Responder IP	This is the destination IP address of the packet. The value of the Destination address field corresponds to the value in the ResponderIP field in the event details. You can enter a single address, such as 10.10.10.100, or a network defined in CIDR notation such as 10.10.10.0/24.
Port	The port or ICMP code used by the session responder. The value of the destination port corresponds to the value of the ResponderPort in the event details.

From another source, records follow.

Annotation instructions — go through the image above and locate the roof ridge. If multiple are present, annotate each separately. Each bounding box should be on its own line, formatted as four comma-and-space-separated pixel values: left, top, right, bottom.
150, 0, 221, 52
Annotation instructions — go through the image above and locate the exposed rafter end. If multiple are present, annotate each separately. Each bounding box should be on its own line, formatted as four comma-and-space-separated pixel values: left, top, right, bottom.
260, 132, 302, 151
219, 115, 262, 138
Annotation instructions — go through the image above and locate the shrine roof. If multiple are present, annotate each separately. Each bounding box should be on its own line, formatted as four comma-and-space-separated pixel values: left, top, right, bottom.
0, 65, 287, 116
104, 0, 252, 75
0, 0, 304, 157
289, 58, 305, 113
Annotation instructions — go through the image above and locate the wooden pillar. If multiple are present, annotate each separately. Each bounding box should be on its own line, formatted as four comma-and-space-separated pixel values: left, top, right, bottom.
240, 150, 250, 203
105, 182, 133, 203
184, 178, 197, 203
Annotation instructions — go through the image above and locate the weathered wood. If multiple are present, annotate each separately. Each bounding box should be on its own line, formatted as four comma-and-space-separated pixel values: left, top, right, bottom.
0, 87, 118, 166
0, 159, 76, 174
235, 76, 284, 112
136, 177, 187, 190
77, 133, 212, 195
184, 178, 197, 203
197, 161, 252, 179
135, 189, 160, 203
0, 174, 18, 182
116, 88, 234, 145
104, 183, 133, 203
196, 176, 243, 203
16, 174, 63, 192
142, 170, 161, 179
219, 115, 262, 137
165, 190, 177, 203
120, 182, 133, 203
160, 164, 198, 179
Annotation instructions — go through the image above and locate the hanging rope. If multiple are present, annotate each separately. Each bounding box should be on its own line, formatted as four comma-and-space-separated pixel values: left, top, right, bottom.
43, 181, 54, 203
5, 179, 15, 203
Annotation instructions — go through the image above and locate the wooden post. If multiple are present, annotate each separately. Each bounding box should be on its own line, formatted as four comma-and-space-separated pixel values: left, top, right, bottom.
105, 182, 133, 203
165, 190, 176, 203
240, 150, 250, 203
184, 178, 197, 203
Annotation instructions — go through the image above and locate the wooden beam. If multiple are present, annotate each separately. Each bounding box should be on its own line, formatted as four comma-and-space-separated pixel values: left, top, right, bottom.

Protocol	It represents the protocol in the events.
Action	Specifies the security action defined by the rule. The value you enter must be an exact match to what you want to find; however, the case doesn't matter. Enter different values for connection, file, intrusion, malware, syslog, and NetFlow event types: For connection event types, the filter searches for matches in the AC_RuleAction attribute. Those values could be Allow, Block, Trust. For file event types, the filter searches for matches in the FileAction attribute. Those values could be Allow, Block, Trust. For intrusion event types, the filter searches for matches in the InLineResult attribute. Those values could be Allowed, Blocked, Trusted. For malware event types, the filter searches for matches in the FileAction attribute. Those values could be Cloud Lookup Timeout. For syslog and NetFlow events types, the filter searches for matches in the Action attribute.
Policy	The name of the policy that triggered the event. Names will be different for ASA and FDM-managed devices.